El disparo perdido que impidió al obrero Emilio Arauzo celebrar la llegada de la Segunda República
Un balazo acabó el 14 de abril de 1931 con el que se considera la última víctima de la monarquía de Alfonso XIII. Esta es su historia.
Que le maten a uno después de salir del cine es mala suerte. Pero que le maten a uno después de salir del cine, siendo obrero y cuando se acaba de proclamar la República en el país es el colmo. Le ocurrió a Emilio Arauzo Honorio, un vecino de Madrid que tuvo toda la mala estrella del mundo pero que ha pasado a la historia como la última víctima mortal de la monarquía de Alfonso XIII. Murió de un tiro el 14 de abril de 1931, cuando la Segunda República que este miércoles cumple 90 años acababa de proclamarse en España.
Arauzo había nacido el 20 de febrero de 1881 y tenía esposa e hijos. Era obrero encuadernador, lo que en aquella época significaba trabajar un mínimo de ocho horas diarias para un jornal que no pasaba de las 12 pesetas al día. Tres de ellas, eso solía costar la entrada por aquel entonces, decidió gastarlas en el cine. Es imposible saber si vio Horizontes nuevos, la primera película de John Wayne que se estaba proyectando esos día en varios cines de la capital o Su noche de bodas, el filme con el que Imperio Argentina estaba arrasando en casi todas las salas del país.
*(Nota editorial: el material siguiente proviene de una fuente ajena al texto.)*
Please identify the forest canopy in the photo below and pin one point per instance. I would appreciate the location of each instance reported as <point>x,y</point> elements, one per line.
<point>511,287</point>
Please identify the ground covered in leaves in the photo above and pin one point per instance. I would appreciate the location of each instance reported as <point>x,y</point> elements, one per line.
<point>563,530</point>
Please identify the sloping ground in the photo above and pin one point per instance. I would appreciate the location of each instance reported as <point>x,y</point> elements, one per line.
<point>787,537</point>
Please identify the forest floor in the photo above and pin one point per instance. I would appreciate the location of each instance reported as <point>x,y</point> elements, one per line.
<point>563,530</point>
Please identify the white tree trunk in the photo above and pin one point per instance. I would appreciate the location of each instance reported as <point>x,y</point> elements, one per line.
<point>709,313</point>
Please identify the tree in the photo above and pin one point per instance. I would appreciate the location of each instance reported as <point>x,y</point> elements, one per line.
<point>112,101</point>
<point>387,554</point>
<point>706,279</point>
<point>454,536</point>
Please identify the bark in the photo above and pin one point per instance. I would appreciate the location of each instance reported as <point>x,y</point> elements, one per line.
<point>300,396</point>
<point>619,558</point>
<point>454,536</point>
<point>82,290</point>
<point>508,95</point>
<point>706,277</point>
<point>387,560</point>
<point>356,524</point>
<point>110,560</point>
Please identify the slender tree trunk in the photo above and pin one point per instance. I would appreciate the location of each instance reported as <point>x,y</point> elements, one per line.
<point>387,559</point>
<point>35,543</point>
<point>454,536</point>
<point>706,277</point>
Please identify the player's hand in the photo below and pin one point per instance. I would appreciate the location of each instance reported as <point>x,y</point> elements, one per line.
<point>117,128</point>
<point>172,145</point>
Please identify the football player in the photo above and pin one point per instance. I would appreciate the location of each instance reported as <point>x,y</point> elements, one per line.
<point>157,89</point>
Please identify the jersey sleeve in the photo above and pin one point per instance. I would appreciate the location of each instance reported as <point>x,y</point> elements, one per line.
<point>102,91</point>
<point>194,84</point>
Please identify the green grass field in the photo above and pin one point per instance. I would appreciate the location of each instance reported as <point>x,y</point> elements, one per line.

El caso es que al terminar la proyección, salió a la calle, vio algarabía y se unió “por curiosidad” al gentío que recorría el centro de Madrid celebrando los resultados de las elecciones.
Así lo explicó él mismo, cuando ya tenía dentro la bala que lo mató, según recoge el diario gráfico Ahora (que estaba dirigido por Luis Montiel y en el que el hoy celebradísimo Manuel Chaves Nogales era subdirector): “Manifestó el herido que se hallaba por curiosidad en la Cibeles, presenciando el paso de los manifestantes, que llevaban una bandera y que iban dando vivas, y que de pronto, sin saber de quién partiera provocación, sonaron dos descargas, recibiendo él el balazo de que está herido, que le hizo caer en tierra”.
Lo que Arauzo contó al juez de guardia que lo interrogó mientras era atendido por los doctores en la Policlínica de la calle Tamayo, una institución médica financiada de forma altruista por varios facultativos, está quizás marcado por el disimulo. Incluso en la circunstancia de extrema gravedad en la que se encontraba, fue Emilio lo suficientemente hábil como para no ser muy claro sobre si era republicano o no, por si las moscas. Se limitó a decir que estaba en la manifestación sólo de miranda.
Tampoco parecía entender muy bien cómo exactamente había acabado herido, pero es que no era nada fácil de entender. Las crónicas de la prensa de ese día son, de hecho, extremadamente confusas sobre quién empezó el tiroteo: unos afirman que fueron alborotadores contra la Guardia Civil y que ésta abrió fuego contra la multitud; otros, que los manifestantes republicanos fueron atacados por desconocidos desde las calles adyacentes… Nada inhabitual, por otra parte, en aquella España: eran tiempos de tendencias políticas exaltadas, de violencia como arma política y de un Orden Público que disparaba antes de preguntar.
El tiroteo dejó al menos cinco heridos más por arma de fuego, incluido Hermann Kassel, un alemán de 44 años que había acudido a la Estación del Norte a despedir a unos amigos y que fue alcanzado por un proyectil cuando atravesaba la plaza de Recoletos subido al tranvía 8 (del que dicen que viene la expresión castiza “más chulo que un ocho”). La mala suerte de Kassel también es antológica, pero no tanto como la de Emilio Arauzo, al que se le escapó la vida por el agujero que la bala hizo en su espalda al entrar y al salir en su pecho.
Emilio Arauzo Honorio se convirtió, sin comerlo ni beberlo a sus 50 años, en la última víctima mortal de la monarquía de Alfonso XIII. Este obrero, que seguramente había fantaseado con la República en su cama de la calle Ave María 44, en el corazón del barrio popular de Lavapiés, apenas pudo escuchar los primeros balbuceos del nuevo régimen. Como gesto de cariño y desquite ante su infortunio, el primer Ayuntamiento republicano de Madrid colocó en su tumba en el Cementerio Civil de la capital una lápida que realza su mérito involuntario.